A third judgment worthy of attention and published on the same day as the two above was issued in Case C-470/21, La Quadrature du Net. This particularly complex case concerns, in essence, the access, by the French authority responsible for preventing online breaches of copyright and associated rights, to the civil identity of users associated to their IP addresses. Under relevant French law, such data are in the first place retained by providers of electronic communication services, and subsequently accessed by another authority, without any prior review by a court or independent administrative body; on the basis of such data, that authority has the power to carry out a “graduate response procedure” that may lead, after a series of procedural steps, to the referral of the identified perpetrators of copyright infringements to the PPO. In that regard, the Court emphasised how even access to limited personal information may, in the long run, entail a serious interference with fundamental rights to privacy and data protection, in that it may ultimately allow the competent authority to infer many precise details about the profile of person concerned. Hence, the Court ruled that, even before the identified user is referred to the PPO, independent review of the public authority’s access to data shall be ensured.
This case does not, per se, concern either criminal proceedings or ‘PIF’ offences. Nevertheless, ordering or requesting the production of stored computer data is, under Art. 30(1)(c) of the EPPO Regulation, one of the powers conferred to EDPs. Thus, this judgment is interesting in that it shows the tendency of the CJEU to prescribe judicial – or, in any event, independent – review of the access to data by authorities entrusted with the prevention of crime.
The last, relevant judgment has been issued more recently in Joined Cases C-255/23 and C‑285/23, AVVA and Others (Procès par vidéoconférence en l’absence d’une décision d’enquête européenne). In this case, the Court deemed the preliminary questions inadmissible, as its answer had been rendered devoid of purpose by the lack of suspension of the main proceedings. Still, it is important to briefly illustrate the legal issues underlying such questions.

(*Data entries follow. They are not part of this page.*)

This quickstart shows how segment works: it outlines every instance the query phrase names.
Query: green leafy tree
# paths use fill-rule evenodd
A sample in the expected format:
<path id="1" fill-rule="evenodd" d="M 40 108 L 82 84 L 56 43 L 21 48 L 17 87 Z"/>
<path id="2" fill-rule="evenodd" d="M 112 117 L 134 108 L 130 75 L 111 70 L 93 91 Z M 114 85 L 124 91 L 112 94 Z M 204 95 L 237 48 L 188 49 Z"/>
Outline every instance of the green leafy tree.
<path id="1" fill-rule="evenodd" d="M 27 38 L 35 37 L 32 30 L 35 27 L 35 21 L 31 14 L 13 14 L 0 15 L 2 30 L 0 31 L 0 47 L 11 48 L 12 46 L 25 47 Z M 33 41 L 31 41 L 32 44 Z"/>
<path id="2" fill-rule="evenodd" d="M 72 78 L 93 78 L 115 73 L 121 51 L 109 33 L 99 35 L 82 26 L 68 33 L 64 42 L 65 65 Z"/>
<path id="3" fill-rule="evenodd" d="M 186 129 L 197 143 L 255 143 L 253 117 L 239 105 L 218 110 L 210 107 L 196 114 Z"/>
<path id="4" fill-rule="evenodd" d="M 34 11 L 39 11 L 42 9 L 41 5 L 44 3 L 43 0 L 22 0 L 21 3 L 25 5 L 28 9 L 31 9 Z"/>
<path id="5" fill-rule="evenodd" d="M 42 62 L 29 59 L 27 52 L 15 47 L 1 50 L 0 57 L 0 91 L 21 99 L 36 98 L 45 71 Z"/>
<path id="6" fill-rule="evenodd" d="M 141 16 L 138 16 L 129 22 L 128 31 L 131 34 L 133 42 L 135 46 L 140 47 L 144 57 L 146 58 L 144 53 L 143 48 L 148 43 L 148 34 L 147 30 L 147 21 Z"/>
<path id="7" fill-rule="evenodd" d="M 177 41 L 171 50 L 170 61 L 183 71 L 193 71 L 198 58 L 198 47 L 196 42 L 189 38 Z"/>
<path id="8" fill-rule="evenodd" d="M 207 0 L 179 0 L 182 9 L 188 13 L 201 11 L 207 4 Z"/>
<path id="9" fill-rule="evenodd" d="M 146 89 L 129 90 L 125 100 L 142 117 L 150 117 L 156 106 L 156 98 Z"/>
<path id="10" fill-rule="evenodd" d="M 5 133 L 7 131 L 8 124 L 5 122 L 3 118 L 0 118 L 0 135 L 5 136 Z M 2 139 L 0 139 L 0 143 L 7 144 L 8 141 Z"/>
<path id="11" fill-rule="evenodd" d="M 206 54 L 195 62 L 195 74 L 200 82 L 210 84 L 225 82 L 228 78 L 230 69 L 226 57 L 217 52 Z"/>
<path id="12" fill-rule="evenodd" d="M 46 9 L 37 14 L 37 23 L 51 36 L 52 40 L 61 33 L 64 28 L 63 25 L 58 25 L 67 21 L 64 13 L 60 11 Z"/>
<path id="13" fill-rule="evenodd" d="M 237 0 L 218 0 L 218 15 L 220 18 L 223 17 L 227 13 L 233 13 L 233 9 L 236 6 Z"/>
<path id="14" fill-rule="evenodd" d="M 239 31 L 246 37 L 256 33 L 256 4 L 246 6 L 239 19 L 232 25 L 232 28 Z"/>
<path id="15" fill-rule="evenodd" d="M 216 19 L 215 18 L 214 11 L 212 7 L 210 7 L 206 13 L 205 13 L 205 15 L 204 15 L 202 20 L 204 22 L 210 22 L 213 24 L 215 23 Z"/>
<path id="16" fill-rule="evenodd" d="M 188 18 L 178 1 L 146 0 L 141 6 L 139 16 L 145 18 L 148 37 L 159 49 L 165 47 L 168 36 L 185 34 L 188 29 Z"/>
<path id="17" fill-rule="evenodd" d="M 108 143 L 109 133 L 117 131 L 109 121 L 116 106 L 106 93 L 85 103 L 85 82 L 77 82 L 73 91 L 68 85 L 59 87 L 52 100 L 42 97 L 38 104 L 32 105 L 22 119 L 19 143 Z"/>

Albeit in slightly different terms, the two joined cases posed the same legal problem: whether the defendant, who is a resident of a Member State different than the one bringing criminal proceedings against him or her, may attend the hearing remotely via videoconference, by means of an EIO issued by the trial state. In case C-258/23, the Latvian referring judge also asked whether, under Art. 8(1) of Directive 2016/343, the accused person has a right to participate remotely to the trial from his or her Member State of residence.
Considering that EPPO investigations are often characterised by cross-border elements, and that the residence of the suspect or accused is not the main criterion applied to establish which EDP (and, consequently, judge) is competent ratione loci (Arts 26(4) and 36(3) of the EPPO Regulation), the same issues may in the future arise in EPPO proceedings.